Five-allele Hox11 mutants again demonstrate the redundancy within the paralogous group with respect to axial phenotype. No sacral wing fusion occurs in any of the five-allele skeletons, but sacral wings do appear on more posterior elements (Fig. 1Q), and there are fewer elements that are lumbarlike posterior to the normal sacral region. It is important to note that although Hox10 and Hox11 triple mutants both severely affect sacral formation, these paralogs clearly perform distinct functions on the same elements. Also, even though these sets of paralogous mutations result in the complete loss of lumbar or sacral vertebrae, the total number of vertebral elements is not altered.

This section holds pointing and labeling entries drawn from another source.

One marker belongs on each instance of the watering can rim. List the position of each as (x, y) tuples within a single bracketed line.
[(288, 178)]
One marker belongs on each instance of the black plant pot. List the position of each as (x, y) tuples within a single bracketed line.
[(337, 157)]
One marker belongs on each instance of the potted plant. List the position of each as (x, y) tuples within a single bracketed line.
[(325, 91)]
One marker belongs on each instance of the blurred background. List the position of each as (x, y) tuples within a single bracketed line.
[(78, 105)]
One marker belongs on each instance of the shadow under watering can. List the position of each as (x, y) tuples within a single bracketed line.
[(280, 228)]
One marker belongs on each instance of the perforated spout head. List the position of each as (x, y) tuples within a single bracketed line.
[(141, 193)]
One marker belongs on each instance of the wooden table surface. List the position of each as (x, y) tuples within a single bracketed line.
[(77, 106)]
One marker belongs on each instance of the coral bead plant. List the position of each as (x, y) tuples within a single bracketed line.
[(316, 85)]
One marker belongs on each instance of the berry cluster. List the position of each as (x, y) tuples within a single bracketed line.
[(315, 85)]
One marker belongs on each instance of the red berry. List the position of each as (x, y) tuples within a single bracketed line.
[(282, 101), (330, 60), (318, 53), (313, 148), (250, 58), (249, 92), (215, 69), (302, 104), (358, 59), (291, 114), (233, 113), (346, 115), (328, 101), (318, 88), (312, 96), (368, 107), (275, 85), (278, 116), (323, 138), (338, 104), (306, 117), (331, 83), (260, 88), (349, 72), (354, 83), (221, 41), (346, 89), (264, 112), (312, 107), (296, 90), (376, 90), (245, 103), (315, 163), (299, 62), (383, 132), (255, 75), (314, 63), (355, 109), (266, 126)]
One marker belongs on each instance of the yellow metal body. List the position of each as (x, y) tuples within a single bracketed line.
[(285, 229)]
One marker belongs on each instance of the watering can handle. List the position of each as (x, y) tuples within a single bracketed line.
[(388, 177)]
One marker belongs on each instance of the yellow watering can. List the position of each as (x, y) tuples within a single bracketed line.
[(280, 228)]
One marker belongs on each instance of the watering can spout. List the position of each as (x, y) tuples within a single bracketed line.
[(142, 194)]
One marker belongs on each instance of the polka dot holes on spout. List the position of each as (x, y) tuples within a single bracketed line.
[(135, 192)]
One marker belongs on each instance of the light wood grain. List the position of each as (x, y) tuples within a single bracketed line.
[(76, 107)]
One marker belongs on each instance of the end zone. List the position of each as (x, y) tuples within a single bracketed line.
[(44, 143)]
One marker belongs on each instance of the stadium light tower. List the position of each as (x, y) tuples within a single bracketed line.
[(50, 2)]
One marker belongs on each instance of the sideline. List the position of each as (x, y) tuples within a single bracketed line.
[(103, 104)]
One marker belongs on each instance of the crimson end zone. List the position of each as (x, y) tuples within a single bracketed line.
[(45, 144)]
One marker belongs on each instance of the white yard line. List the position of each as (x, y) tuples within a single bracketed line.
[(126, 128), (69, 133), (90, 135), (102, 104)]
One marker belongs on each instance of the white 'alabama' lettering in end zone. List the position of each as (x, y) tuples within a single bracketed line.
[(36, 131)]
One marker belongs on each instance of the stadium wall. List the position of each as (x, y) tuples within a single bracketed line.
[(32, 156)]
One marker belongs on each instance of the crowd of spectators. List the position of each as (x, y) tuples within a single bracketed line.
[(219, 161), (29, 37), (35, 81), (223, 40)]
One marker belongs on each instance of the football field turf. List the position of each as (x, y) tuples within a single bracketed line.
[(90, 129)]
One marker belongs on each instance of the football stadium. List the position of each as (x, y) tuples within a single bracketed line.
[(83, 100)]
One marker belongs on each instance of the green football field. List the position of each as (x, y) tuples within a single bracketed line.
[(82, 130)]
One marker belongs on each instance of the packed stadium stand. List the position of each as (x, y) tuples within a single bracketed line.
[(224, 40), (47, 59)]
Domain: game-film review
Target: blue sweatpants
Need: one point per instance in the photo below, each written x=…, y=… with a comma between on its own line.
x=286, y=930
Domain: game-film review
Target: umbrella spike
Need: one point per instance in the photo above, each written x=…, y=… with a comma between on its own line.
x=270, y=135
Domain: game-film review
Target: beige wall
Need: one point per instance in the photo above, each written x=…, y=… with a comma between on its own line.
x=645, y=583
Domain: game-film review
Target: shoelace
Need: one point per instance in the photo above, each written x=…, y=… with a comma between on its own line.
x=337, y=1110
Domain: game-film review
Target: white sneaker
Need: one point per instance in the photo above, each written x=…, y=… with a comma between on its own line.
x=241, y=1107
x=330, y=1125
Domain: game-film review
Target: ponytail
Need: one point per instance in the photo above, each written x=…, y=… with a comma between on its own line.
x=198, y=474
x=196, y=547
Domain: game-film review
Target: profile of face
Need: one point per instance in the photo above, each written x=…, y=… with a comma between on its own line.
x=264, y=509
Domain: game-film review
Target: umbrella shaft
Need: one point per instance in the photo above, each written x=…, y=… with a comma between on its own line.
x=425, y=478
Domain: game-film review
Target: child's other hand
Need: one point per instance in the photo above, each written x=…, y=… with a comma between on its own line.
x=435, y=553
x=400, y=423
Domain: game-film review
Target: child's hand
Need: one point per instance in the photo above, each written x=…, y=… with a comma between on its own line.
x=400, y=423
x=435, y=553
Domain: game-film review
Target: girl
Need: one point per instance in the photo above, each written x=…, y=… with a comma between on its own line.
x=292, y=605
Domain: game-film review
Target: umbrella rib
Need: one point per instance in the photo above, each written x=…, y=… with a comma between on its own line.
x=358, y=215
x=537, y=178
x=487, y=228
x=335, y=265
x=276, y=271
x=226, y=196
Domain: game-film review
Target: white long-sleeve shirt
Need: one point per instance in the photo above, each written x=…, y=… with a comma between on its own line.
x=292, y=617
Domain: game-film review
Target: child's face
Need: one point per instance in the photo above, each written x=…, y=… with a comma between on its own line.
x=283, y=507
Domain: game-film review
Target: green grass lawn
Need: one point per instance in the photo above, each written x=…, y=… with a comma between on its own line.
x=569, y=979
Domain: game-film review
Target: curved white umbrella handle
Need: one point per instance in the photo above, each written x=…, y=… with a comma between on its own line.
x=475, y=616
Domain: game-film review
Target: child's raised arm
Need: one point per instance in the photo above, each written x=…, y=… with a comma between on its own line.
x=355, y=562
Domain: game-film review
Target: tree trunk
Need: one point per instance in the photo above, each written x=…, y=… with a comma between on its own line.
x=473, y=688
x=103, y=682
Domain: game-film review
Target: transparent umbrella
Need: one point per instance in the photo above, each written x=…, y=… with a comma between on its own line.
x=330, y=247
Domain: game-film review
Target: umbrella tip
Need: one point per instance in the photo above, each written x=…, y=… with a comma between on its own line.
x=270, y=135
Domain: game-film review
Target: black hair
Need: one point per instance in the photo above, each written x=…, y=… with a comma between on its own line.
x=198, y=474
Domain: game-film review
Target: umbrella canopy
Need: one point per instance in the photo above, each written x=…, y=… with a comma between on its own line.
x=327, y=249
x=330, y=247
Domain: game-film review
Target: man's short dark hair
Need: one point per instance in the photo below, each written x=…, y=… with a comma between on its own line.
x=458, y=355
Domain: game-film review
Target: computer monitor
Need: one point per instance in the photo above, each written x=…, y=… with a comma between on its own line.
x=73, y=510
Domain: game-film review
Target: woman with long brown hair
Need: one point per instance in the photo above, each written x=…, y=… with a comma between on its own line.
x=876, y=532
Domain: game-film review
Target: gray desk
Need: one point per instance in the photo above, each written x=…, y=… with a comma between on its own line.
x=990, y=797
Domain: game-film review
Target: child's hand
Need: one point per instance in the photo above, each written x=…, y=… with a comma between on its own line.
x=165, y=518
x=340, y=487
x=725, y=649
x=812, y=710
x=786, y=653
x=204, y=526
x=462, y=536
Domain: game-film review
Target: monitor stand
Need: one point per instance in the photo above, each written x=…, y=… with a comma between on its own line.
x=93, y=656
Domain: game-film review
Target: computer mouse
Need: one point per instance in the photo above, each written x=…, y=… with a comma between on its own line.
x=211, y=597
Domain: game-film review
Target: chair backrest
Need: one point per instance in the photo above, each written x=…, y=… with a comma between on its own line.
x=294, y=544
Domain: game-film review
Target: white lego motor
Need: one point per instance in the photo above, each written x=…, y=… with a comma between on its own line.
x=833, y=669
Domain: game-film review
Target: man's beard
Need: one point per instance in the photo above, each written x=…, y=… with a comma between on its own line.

The limbs of all vertebrates are composed of three basic elements: the stylopod (humerus/femur of the forelimb and hindlimb, respectively), the zeugopod (radius and ulna/tibia and fibula), and the autopod (numerous carpal, metacarpal, tarsal, metatarsal, and phalangeal elements). HoxA and HoxD complex paralogous group genes 9 to 13 are expressed and function in the developing forelimb; whereas HoxA and HoxD paralogous groups 10 to 13, as well as Hoxc10 and Hoxc11, are expressed and function in the developing hindlimb (1, 3, 7, 1217). It has previously been shown that Hoxa11/Hoxd11 and Hoxa13/Hoxd13 play major roles in the patterning of the forelimb zeugopod and of both the forelimb and hindlimb autopod, respectively (3, 7). We demonstrated that Hox10 and Hox11 paralogous genes are required for patterning of the hindlimb stylopod and zeugopod, respectively.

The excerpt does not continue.